Conclusion and Recommendations
It is evident that seismic activities pose a great risk to right whales among other cetaceans due to the large levels of sounds used in these activities. The right whales hear at low frequencies and thus their exposure to high sound levels interferes with their normal hearing and hence interaction with their environment. Nevertheless, the guidelines put in place by the Canadian government to ensure that such animals are protected through regulation of the seismic surveys have proven to be futile at this point. Most of these methods are outdated and tend to open a loophole of exposure of the animals when implemented to close one.
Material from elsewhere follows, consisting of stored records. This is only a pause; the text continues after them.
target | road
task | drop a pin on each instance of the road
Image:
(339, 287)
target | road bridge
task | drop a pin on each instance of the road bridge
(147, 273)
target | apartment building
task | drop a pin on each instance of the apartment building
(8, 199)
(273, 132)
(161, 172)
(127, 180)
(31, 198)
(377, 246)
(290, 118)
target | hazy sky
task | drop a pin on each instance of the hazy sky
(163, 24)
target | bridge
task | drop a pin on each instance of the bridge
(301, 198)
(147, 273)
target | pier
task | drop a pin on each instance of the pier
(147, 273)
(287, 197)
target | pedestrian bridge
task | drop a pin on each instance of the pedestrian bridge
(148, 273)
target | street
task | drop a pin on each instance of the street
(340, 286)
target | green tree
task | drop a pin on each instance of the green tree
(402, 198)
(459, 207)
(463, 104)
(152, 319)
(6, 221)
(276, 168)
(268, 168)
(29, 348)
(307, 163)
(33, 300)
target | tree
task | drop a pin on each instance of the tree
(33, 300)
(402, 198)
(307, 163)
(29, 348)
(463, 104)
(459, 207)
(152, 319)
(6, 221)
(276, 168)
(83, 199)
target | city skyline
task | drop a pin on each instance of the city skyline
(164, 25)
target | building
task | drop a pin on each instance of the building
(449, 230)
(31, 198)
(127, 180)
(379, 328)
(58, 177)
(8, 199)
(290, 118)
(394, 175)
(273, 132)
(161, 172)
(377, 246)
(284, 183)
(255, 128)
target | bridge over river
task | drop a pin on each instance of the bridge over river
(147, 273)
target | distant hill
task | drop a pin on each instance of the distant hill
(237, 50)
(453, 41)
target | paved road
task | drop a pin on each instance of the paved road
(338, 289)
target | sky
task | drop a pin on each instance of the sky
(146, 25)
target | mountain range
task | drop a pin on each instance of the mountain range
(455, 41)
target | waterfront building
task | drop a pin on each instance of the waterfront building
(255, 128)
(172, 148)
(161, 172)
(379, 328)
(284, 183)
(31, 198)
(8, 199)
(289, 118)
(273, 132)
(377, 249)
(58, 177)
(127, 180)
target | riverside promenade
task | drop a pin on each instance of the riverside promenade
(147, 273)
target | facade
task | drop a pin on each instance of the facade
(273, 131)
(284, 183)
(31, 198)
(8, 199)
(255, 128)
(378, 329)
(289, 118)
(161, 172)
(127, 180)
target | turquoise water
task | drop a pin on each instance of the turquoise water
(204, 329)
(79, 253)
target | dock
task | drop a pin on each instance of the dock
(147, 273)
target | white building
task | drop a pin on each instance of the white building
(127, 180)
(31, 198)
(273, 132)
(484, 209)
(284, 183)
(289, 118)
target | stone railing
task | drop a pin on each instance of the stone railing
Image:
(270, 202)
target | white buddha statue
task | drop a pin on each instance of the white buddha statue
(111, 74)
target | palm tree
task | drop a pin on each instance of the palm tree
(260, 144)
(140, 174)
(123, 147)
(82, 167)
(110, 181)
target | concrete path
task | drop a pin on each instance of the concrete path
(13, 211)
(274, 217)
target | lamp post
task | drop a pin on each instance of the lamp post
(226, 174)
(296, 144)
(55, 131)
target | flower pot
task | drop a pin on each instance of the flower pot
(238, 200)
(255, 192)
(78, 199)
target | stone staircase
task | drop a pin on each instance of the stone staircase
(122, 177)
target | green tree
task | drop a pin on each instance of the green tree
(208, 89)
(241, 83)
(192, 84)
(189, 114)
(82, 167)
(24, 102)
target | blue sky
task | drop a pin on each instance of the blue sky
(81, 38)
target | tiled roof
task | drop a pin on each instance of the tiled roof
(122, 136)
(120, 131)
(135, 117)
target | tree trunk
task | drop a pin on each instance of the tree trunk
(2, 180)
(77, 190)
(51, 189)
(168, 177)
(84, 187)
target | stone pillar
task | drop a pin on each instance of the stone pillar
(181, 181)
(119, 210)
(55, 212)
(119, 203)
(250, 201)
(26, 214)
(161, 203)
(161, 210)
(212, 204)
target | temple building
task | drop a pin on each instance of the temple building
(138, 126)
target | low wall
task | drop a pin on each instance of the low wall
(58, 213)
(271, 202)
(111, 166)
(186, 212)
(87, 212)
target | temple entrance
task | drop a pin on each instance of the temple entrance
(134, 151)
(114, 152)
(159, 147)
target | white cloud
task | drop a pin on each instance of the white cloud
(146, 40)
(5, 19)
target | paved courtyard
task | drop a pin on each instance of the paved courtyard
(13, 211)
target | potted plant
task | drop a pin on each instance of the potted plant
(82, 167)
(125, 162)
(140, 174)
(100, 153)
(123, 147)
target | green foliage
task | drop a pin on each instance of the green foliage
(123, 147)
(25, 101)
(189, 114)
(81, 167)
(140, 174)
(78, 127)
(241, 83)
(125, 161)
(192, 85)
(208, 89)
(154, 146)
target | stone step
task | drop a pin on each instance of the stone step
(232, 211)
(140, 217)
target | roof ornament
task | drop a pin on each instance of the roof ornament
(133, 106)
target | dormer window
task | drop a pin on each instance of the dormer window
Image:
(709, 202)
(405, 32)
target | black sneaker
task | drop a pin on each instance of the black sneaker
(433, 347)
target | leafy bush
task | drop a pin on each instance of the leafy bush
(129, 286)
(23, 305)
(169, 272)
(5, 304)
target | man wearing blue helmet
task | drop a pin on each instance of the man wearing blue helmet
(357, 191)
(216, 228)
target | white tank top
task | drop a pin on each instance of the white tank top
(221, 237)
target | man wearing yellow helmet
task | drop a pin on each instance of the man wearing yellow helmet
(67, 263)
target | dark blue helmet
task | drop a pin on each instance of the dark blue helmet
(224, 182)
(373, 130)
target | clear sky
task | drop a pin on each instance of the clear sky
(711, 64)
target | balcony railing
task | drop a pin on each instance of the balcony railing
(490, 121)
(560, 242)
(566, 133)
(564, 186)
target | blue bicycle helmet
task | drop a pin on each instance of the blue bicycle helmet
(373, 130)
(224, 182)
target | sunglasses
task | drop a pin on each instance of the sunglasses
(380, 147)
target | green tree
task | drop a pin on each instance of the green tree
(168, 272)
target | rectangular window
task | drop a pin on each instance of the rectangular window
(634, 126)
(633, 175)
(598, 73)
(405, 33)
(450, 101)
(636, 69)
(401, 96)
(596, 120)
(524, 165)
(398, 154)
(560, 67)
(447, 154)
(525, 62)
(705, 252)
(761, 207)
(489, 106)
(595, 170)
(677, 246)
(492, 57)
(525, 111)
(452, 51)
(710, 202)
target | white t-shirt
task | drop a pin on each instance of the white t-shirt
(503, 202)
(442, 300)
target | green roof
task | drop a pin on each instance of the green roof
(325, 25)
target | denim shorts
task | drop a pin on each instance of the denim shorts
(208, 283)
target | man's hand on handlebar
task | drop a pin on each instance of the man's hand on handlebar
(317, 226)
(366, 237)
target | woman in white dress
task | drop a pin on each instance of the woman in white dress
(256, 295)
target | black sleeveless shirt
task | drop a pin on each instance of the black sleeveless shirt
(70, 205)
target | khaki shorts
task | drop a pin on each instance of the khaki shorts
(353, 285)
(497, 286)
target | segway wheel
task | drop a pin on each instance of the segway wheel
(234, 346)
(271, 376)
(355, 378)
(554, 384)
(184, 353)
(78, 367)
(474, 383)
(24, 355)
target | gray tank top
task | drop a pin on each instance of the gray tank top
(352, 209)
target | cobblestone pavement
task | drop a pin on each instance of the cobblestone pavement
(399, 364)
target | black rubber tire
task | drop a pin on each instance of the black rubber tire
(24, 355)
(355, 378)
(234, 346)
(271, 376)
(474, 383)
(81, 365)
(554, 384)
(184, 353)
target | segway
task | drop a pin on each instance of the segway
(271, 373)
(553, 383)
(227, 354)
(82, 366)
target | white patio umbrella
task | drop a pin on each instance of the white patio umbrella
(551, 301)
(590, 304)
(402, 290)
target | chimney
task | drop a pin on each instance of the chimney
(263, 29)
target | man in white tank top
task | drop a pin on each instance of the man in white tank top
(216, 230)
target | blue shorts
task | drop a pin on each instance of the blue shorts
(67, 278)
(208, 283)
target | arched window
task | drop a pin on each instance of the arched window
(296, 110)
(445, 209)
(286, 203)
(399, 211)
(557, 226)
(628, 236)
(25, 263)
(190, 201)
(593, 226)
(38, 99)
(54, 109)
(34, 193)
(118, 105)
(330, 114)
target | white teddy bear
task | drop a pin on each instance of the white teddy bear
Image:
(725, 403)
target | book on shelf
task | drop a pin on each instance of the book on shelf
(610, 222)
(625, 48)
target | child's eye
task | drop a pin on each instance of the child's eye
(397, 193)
In order for the government to develop on the current guidelines and to ensure protection of marine mammals from the effects of loud sounds from seismic surveys, this paper suggests a few recommendations. First, further research should be conducted to improve the general understanding of the actual impact of seismic noise on large Cartesians such as the right whale. In addition, greater collaboration should be promoted among regulators, academic institutions and industry stakeholders to ensure that proper use of data collected through research is well utilized in the development of up to date guidelines. This paper also suggests that there should be no use of soft-start methods during periods of darkness or poor visibility without proper utilization of PAM technology in order to confirm that cetaceans are not present. It is also important for further research to be conducted in order to determine the influence of some of the factors such as distance away from the seismic source-array on the damage inflicted on animals exposed to the produced sound waves. This would allow the government to establish more effective guidelines considering the distance away from the array that the animals should be kept and the threshold that ought to be maintained to ensure that animals are not negatively affected even though they may be away from the safe zone. On the other hand, it is important for oil and gas companies to embrace advancements in technology and invest in innovation in order to come up with other measures through which the oceanic floor can be explored without threatening cetaceans.